During the epic Red Circle nightclub shootout, the first gun John draws in the Russian bathhouse is his backup pistol that he carries in the small of his back, a Glock 26, the abbreviated, subcompact version of the Glock 17 and Glock 19 pistols. He uses it until he gets a moment to draw his primary firearm.
The second film, John Wick: Chapter 2, sees the character trade in his German pistols for an Austrian model, sort of. Once John gets to Italy, he goes shopping at the SoSommolier’shop, a front for an organization-affiliate gun dealer. Wick chooses a highly customized Glock 34, specifically, the TTI Combat Master Package model from Taran Tactical Innovations. He also carries a custom TTI Glock 26 as his backup gun once again.

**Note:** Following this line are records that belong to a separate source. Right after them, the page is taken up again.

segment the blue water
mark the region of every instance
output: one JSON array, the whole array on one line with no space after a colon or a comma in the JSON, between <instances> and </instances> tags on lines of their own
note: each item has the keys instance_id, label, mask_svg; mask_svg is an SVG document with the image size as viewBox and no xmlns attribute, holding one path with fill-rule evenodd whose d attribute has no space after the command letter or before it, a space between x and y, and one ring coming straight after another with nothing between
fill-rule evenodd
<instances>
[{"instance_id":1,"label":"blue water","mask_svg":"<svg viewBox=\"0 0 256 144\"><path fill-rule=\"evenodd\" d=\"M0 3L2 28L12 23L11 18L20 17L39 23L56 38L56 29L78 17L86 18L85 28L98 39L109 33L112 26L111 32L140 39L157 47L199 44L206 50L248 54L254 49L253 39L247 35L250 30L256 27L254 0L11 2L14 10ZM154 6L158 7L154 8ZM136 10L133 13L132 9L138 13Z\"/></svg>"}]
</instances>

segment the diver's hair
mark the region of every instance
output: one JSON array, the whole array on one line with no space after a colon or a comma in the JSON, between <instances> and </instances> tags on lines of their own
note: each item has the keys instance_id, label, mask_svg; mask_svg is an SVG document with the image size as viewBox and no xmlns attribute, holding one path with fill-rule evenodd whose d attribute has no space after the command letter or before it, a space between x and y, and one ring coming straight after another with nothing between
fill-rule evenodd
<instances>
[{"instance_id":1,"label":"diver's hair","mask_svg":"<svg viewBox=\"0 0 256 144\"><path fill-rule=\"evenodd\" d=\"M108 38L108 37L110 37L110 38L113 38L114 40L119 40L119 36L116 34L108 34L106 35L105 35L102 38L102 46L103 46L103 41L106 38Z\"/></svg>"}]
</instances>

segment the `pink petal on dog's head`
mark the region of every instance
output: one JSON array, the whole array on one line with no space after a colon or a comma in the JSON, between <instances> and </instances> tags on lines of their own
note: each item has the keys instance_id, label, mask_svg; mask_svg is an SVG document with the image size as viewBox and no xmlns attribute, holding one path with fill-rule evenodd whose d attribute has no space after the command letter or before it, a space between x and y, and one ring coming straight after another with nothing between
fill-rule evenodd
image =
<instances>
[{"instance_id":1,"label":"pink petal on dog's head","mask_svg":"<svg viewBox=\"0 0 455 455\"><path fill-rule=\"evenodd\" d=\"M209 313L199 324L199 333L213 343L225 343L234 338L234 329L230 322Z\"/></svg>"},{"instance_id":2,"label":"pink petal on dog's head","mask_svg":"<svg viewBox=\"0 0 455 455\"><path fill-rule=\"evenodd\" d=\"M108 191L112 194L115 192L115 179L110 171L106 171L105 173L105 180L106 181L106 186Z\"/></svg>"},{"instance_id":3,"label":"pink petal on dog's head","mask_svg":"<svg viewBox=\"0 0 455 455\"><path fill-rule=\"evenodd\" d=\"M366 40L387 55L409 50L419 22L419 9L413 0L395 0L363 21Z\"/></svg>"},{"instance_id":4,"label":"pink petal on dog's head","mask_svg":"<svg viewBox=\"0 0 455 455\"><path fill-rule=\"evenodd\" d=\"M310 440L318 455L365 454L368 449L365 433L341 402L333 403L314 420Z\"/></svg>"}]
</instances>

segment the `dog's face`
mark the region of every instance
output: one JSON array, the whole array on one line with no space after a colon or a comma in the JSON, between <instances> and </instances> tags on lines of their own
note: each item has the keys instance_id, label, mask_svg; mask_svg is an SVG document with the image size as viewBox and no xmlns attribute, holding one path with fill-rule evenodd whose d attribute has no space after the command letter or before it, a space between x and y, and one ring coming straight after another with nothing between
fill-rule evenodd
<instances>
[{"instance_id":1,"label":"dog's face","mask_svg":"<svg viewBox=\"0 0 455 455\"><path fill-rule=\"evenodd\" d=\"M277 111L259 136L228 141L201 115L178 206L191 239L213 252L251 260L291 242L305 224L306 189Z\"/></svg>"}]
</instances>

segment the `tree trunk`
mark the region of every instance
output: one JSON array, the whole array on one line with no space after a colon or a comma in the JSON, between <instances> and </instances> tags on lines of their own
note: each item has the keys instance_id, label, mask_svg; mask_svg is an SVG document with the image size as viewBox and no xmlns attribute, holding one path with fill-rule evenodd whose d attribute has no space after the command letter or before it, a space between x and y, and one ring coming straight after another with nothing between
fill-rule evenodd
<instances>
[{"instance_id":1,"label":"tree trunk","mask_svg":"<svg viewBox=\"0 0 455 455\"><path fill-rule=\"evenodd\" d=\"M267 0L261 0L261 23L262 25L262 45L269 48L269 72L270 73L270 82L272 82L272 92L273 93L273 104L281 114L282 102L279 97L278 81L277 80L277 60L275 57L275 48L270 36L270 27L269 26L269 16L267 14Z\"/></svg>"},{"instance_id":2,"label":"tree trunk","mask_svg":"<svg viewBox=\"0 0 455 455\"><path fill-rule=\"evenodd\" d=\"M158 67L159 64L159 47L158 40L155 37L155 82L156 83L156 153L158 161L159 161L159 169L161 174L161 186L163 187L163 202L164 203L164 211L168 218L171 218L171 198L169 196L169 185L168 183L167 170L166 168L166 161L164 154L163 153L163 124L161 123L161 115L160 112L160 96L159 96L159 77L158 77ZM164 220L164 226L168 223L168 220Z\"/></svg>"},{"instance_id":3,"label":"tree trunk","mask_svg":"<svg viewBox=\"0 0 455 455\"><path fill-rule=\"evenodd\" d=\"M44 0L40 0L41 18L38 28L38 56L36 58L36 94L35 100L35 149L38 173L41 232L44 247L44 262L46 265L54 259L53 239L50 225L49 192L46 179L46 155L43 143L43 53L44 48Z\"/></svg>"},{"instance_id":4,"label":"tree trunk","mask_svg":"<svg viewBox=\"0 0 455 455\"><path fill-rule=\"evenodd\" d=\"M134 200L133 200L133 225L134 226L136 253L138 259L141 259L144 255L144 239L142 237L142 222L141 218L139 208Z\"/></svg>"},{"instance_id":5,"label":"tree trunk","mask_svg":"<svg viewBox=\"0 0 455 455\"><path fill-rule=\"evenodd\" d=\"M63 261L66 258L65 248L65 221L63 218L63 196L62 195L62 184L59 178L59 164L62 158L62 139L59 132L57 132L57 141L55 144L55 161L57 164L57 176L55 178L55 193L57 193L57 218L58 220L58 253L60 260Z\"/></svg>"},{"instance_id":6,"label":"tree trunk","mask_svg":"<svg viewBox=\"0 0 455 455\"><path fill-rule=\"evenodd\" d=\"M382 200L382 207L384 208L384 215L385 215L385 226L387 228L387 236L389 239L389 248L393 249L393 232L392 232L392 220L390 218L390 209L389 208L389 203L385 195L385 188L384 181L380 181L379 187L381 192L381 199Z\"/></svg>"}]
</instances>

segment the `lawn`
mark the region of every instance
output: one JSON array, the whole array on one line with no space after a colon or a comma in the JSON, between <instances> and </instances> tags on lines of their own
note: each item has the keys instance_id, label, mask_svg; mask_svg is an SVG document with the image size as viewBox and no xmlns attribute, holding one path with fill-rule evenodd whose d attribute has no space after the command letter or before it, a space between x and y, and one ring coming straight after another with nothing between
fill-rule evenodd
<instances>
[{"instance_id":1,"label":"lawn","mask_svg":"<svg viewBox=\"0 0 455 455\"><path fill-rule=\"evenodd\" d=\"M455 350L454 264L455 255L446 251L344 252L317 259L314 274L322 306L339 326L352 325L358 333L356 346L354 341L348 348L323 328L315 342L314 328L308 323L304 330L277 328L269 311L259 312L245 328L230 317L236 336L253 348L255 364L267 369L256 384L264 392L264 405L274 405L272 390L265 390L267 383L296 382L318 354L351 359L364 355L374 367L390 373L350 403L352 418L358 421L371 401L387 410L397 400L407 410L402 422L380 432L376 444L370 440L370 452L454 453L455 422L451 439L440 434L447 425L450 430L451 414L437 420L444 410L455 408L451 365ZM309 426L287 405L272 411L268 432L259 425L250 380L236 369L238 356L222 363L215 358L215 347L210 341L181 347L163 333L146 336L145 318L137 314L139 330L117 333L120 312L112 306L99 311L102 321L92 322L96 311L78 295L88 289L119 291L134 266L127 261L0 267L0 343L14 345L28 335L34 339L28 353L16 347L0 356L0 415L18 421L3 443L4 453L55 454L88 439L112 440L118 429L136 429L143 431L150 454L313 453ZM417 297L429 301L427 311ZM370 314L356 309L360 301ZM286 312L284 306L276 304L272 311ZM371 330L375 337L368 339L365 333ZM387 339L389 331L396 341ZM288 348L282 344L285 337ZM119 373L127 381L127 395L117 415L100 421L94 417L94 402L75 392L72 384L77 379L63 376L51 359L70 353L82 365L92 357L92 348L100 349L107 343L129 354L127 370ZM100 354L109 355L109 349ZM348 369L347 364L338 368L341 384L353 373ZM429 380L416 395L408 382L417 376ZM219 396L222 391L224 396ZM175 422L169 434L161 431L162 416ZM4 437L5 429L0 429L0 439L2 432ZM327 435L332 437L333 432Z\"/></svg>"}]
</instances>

But one of the underrated and coolest gunfights in the second movie is the Glock-hopping gunfight. Wick walks into the lion’s den armed with nothing but a Kimber 1911 with one 7-round magazine. It runs dry fast, but not before he takes out several bad guys and grabs one of their fully-loaded Glock 17s.
They all have Glock 17s, and that’s how the whole gunfight goes. Wick stacks bodies until a Glock runs dry, then he picks up another one. It’s over-the-top hilarious and deeply badass.
While Wick uses several Glocks in the third movie, his primary firearm is the uber customized TTI STI 2011 Combat Master pistol in 9mm Major.